Strategic Code: A Unified Spatio-Temporal Framework for Quantum Error-Correction

TL;DR

This paper introduces a comprehensive spatio-temporal framework for quantum error correction called the 'strategic code', unifying static and dynamical QECCs and providing conditions for fault-tolerance considering correlated errors.

Contribution

It proposes a unified theoretical framework for dynamical and static QECCs using the quantum combs formalism, including error-correction conditions and an optimization approach.

Findings

Unified spatio-temporal QECC framework covering all known codes.

Necessary and sufficient error-correction conditions for correlated errors.

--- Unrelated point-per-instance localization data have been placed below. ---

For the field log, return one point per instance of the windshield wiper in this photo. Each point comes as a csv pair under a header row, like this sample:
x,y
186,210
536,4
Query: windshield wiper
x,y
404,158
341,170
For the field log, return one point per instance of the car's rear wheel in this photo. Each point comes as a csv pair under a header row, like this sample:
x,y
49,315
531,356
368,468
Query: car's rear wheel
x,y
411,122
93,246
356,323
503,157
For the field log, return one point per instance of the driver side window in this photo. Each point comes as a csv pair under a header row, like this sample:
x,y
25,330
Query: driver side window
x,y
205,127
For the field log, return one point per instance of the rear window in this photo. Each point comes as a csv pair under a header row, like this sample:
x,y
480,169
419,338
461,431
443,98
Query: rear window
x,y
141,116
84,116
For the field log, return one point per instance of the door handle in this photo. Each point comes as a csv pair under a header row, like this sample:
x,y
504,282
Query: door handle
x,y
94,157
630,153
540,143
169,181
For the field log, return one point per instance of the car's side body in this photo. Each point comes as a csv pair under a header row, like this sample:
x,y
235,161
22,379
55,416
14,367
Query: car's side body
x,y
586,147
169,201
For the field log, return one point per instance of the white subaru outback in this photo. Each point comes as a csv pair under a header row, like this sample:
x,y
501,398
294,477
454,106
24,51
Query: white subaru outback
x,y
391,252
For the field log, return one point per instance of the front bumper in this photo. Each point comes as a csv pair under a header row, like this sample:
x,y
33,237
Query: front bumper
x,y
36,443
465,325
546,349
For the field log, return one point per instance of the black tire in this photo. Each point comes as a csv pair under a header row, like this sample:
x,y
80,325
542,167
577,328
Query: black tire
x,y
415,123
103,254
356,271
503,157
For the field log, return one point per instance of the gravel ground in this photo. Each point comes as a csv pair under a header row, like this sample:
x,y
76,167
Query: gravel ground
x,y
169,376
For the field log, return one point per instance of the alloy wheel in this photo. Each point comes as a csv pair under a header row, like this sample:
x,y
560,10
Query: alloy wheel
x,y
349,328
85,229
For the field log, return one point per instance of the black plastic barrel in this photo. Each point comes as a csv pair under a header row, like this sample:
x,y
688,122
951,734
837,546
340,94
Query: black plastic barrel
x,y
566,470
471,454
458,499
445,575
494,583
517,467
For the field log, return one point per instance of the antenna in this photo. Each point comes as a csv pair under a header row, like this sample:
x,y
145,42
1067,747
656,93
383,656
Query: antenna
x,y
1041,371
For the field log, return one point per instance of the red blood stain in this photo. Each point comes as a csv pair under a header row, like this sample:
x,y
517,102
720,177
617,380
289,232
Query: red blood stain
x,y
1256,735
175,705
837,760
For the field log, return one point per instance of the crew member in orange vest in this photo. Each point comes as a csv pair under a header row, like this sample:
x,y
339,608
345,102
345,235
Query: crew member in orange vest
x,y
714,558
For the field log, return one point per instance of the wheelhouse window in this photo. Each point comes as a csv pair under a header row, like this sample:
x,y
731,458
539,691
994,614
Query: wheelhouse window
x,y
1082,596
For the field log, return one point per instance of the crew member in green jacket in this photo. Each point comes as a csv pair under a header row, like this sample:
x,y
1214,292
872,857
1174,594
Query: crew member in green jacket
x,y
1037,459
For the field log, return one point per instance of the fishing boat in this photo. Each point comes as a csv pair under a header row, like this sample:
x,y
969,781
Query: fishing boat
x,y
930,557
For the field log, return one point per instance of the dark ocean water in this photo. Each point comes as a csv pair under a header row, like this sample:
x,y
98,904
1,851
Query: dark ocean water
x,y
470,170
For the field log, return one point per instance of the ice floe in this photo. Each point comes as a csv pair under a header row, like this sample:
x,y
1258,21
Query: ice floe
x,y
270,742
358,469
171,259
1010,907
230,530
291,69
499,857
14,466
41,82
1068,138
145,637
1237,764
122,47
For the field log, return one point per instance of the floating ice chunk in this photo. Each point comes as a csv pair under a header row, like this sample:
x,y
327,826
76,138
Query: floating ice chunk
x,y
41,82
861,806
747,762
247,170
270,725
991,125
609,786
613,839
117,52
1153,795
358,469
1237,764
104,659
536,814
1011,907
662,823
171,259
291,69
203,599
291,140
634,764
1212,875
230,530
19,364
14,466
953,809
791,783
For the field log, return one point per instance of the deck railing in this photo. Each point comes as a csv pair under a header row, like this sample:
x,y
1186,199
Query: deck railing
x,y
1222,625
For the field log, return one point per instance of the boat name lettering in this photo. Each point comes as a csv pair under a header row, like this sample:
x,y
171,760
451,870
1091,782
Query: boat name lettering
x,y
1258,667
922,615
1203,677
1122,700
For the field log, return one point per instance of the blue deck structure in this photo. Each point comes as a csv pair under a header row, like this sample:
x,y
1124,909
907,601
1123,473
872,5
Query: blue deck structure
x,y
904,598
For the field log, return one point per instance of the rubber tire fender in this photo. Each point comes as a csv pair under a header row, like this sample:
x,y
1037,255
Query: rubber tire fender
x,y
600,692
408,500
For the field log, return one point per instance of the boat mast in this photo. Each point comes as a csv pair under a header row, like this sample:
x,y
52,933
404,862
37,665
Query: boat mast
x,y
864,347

An optimization method for adaptive approximate strategic codes.

Abstract

Quantum error-correcting code (QECC) is the central ingredient in fault-tolerant quantum information processing. An emerging paradigm of dynamical QECC shows that one can robustly encode logical quantum information both temporally and spatially in a more resource-efficient manner than traditional QECCs. Nevertheless, an overarching theory of how dynamical QECCs achieve fault-tolerance is lacking. In this work, we bridge this gap by proposing a unified spatio-temporal QECC framework called the ``strategic code'' built around an ``interrogator'' device which sequentially measures and evolves the spatial QECC in an adaptive manner based on the ``quantum combs'' formalism, a generalization of the channel-state duality. The strategic code covers all existing dynamical and static QECC, as well as all physically plausible QECCs to be discovered in the future, including those that involve adaptivity in its operational dynamics. Within this framework, we show an algebraic and an information-theoretic necessary and sufficient error-correction conditions for a strategic code, which consider spatially and temporally correlated errors. These conditions include the analogous known static QECC conditions as a special case. Lastly, we also propose an optimization-theoretic approach to obtain an approximate strategic code adapting to a correlated error.